Atomic operations issue on StaticArrays with CUDAnative

Trying to perform a basic per element sum of two Vector of SVector works fine, but using the atomic_add! resulted in an error. I’m aware that in this particlar case, an atomic operation isn’t needed, but it’s a MWE from a use case where it is needed.

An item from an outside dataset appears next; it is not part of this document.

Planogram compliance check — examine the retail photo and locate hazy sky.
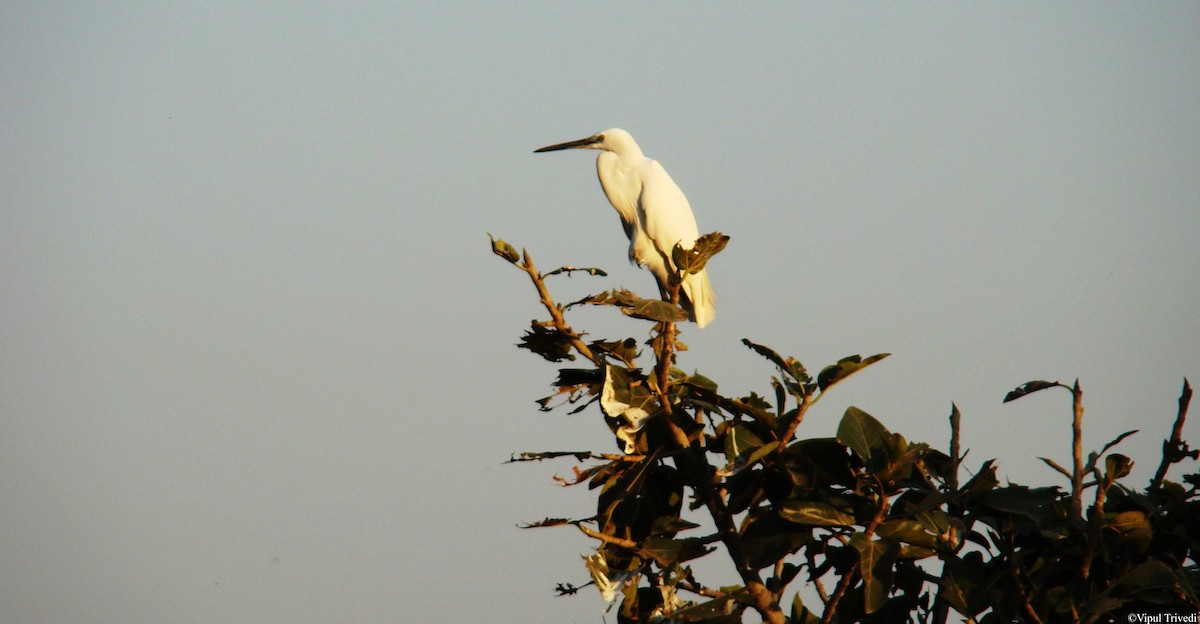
[0,2,1200,624]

The base example - working:

using CUDAnative, CuArrays, StaticArrays

function kernel!(x, y)
    i = threadIdx().x + (blockIdx().x - 1) * blockDim().x
    if i <= length(x)
        @inbounds x[i] += y[i]
    end
    return
end

function hist_gpu!(x, y; MAX_THREADS=1024)
    thread_i = min(MAX_THREADS, length(x))
    threads = (thread_i)
    blocks = ceil.(Int, length(x) .÷ threads)
    CuArrays.@sync begin
        @cuda blocks=blocks threads=threads kernel!(x, y)
    end
    return
end

x = rand(SVector{2, Float32}, Int(1e7))
y = rand(SVector{2, Float32}, Int(1e7))
x_gpu = CuArray(x)
y_gpu = CuArray(y)

@CuArrays.time hist_gpu!(x_gpu, y_gpu)

And the failing case with atomic add:

function kernel!(x, y)
    i = threadIdx().x + (blockIdx().x - 1) * blockDim().x
    if i <= length(x)
        k = Base._to_linear_index(x, i)
        CUDAnative.atomic_add!(pointer(x, k), y[i])
    end
    return
end

@CuArrays.time hist_gpu!(x_gpu, y_gpu)


InvalidIRError: compiling kernel kernel!(CuDeviceArray{SArray{Tuple{2},Float32,1,2},1,CUDAnative.AS.Global}, CuDeviceArray{SArray{Tuple{2},Float32,1,2},1,CUDAnative.AS.Global}) resulted in invalid LLVM IR
Reason: unsupported dynamic function invocation (call to atomic_add!)

Is such an expected behavior? From other discussions, such error message seems tied to situation where the type couldn’t be inferred. But in the above, I don’t get why the atomic operation would fail to infer types while the generic x[i] += y[i] had no issue.

The error message gives you a hint. The element type of the CuDeviceArray you are operating on is a SArray. So the pointer(x, k) will yield a DevicePtr{SArray}, and atomic_add! is only defined for DevicePtr{<:Union{Float32, Float64, Int32}}, see https://github.com/JuliaGPU/CUDAnative.jl/blob/ff0cd45c7c2cde3f6893c9e6747234b4bb64dbef/src/device/cuda/atomics.jl#L130

An atomic add here is not possible, since you have two fields that you want to update atomically and the hardware can’t do that. You could update them individually and that might be fine for your particular case, do you really need to atomically update the whole StaticArray in one go? If you can I would re-order the code so that you can make updates locally and not need atomics in the first place.

1 Like

Thanks for the explanation, it now makes much sense.
I’m doing histogram accumulation, so I haven’t figured a safe and efficient way to avoid atomic. However, reframing the problem from a matrix of size M x N of SVector{L} into an array of size M x N x L seems a good alternative.